- Was bedeutet Nichtbeherrschen des Fahrzeugs?
- Ist das Nichtbeherrschen des Fahrzeugs strafbar?
- Mit welchen Strafen ist bei Nichtbeherrschen des Fahrzeugs zu rechnen?
- Lohnt sich eine Einsprache gegen den Strafbefehl?
- Sollte man einen Unfall überhaupt der Polizei melden?
- Fazit: Das Nichtbeherrschen des Fahrzeugs kann hohe Strafen nach sich ziehen
Verkehrsteilnehmer können in der Schweiz des Nichtbeherrschens ihres Fahrzeugs beschuldigt werden. Sie haben die Pflicht, die Fahrweise stets den Strassen-, Verkehrs- und Sichtverhältnissen anzupassen. Versäumnisse können mit Geldbussen oder/und Freiheitsstrafen geahndet werden. Das gilt auch, wenn der Konsum von Drogen, Alkohol oder beeinflussenden Medikamenten das Nichtbeherrschen des Fahrzeugs verursacht hat.

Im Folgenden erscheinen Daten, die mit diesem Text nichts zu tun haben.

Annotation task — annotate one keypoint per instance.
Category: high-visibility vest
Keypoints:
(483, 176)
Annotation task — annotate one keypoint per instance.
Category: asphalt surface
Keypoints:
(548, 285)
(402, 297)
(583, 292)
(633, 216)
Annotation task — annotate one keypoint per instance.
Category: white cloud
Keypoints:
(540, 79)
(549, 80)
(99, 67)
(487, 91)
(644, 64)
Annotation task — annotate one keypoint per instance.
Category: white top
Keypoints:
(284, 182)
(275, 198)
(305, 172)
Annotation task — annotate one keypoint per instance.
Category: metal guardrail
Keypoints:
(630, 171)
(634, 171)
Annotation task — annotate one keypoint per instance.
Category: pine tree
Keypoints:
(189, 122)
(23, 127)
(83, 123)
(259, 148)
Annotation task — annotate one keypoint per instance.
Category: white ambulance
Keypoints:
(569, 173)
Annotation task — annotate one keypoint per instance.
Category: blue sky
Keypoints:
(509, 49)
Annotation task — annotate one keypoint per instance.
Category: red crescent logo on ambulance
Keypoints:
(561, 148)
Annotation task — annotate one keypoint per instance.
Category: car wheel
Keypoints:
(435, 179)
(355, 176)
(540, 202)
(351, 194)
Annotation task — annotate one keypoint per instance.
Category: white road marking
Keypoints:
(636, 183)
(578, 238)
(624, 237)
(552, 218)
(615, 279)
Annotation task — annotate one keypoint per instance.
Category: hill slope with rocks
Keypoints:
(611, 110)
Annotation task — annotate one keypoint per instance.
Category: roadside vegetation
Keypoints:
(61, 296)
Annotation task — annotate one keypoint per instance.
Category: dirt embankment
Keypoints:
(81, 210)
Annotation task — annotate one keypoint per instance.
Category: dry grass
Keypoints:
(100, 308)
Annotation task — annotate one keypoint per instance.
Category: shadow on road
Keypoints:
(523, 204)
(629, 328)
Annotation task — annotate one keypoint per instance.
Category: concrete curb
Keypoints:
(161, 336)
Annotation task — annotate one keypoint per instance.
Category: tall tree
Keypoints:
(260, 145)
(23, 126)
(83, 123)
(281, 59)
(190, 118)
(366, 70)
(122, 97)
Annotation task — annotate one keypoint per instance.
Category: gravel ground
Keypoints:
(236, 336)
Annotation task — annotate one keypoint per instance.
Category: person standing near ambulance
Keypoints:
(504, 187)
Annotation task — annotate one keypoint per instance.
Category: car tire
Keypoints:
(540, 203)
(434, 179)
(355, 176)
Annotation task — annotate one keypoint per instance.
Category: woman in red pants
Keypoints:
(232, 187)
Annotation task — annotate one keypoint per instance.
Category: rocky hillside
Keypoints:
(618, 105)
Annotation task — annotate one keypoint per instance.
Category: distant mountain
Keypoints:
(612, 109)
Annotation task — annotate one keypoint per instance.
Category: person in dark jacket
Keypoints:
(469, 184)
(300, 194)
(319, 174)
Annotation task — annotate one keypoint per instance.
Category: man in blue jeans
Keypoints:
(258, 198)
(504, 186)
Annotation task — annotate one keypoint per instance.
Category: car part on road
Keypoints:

Hier erfahren Sie, welche Vorsichtspflichten Sie haben, was unter Nichtbeherrschen des Fahrzeugs verstanden wird und wie Sie Einsprache gegen den Strafbefehl erheben können.
Was bedeutet Nichtbeherrschen des Fahrzeugs?

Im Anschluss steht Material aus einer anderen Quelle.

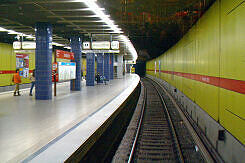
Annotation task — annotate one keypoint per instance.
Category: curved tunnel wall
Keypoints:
(208, 65)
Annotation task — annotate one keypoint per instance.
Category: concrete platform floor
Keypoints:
(26, 125)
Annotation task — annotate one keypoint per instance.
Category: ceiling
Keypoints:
(153, 26)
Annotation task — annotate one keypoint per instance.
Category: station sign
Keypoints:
(115, 45)
(86, 45)
(66, 71)
(101, 45)
(64, 54)
(25, 45)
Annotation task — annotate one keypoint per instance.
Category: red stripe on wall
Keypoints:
(7, 72)
(10, 71)
(229, 84)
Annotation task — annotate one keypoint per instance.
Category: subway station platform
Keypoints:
(50, 131)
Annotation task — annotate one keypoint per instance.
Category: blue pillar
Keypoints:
(107, 66)
(77, 50)
(90, 75)
(111, 67)
(100, 65)
(43, 61)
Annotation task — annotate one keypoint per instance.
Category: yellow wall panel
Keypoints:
(213, 47)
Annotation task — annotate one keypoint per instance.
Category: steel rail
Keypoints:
(181, 159)
(205, 151)
(139, 126)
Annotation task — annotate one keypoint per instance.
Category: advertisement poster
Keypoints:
(66, 71)
(22, 63)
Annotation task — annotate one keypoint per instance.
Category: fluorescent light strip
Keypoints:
(97, 10)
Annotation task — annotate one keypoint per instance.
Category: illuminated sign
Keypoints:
(25, 45)
(101, 45)
(64, 54)
(115, 45)
(86, 45)
(66, 71)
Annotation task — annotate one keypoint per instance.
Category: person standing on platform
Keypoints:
(33, 79)
(17, 80)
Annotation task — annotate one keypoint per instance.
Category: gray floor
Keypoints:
(26, 125)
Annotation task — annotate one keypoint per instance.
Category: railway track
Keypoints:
(156, 140)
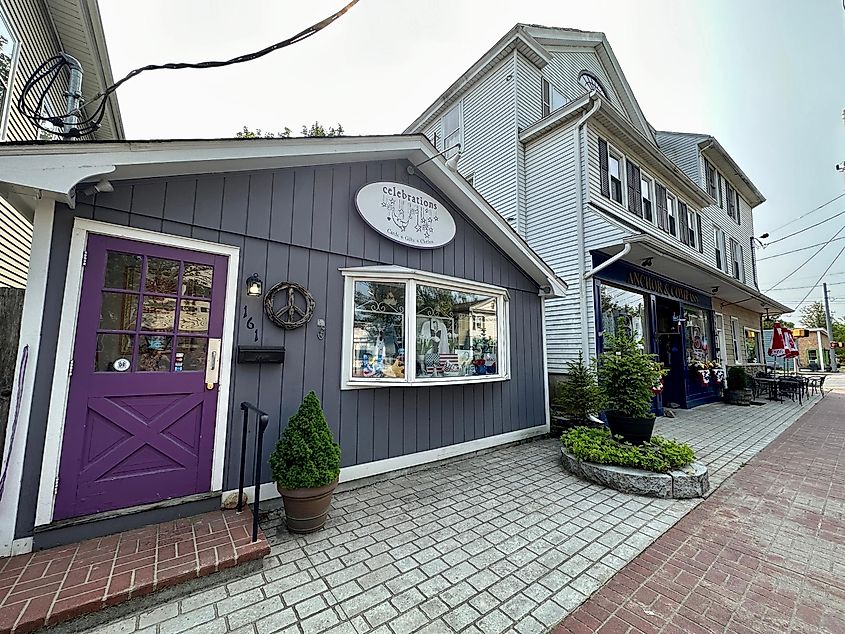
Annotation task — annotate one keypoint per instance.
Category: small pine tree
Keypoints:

Sie haben auf glatter Fahrbahn einen Unfall verursacht oder sind nachts mit einem Reh kollidiert? Gut möglich, dass die Staatsanwaltschaft das als Nichtbeherrschen Ihres Fahrzeugs einstuft. Das gilt erst recht, wenn Sie alkoholisiert oder unter Drogen- bzw. Medikamenteneinfluss gefahren sind.
Als Fahrer haben Sie nach Art. 31 SVG die Pflicht, Ihr Fahrzeug ständig unter Kontrolle zu halten: «Der Führer muss das Fahrzeug ständig so beherrschen, dass er seinen Vorsichtspflichten nachkommen kann.»
Dazu gehört auch die situativ richtige Einschätzung der Geschwindigkeit (Art. 32 SVG): «Die Geschwindigkeit ist stets den Umständen anzupassen, namentlich den Besonderheiten von Fahrzeug und Ladung, sowie den Strassen‑, Verkehrs- und Sichtverhältnissen.».
Sind Sie beispielsweise bei winterlichen Strassenverhältnissen unterwegs, müssen Sie nach Auffassung des Bundesgerichts grundsätzlich mit Eisbildung rechnen (BGE 82 IV 107). Falls nötig, bleibt Ihnen nur, Ihre Geschwindigkeit bis zum Schritttempo zu drosseln (BGE 101 IC 221ff).
Besondere Vorsicht gilt vor Ampeln oder Übergängen: «Vor Fussgängerstreifen hat der Fahrzeugführer besonders vorsichtig zu fahren und nötigenfalls anzuhalten, um den Fussgängern den Vortritt zu lassen, die sich schon auf dem Streifen befinden oder im Begriffe sind, ihn zu betreten.» Art. 33 SVG.
Auch auf Kinder müssen Sie als Fahrzeugführer besonders achten: «Er muss die Geschwindigkeit mässigen und nötigenfalls halten, wenn Kinder im Strassenbereich nicht auf den Verkehr achten.» Art. 4 VRV.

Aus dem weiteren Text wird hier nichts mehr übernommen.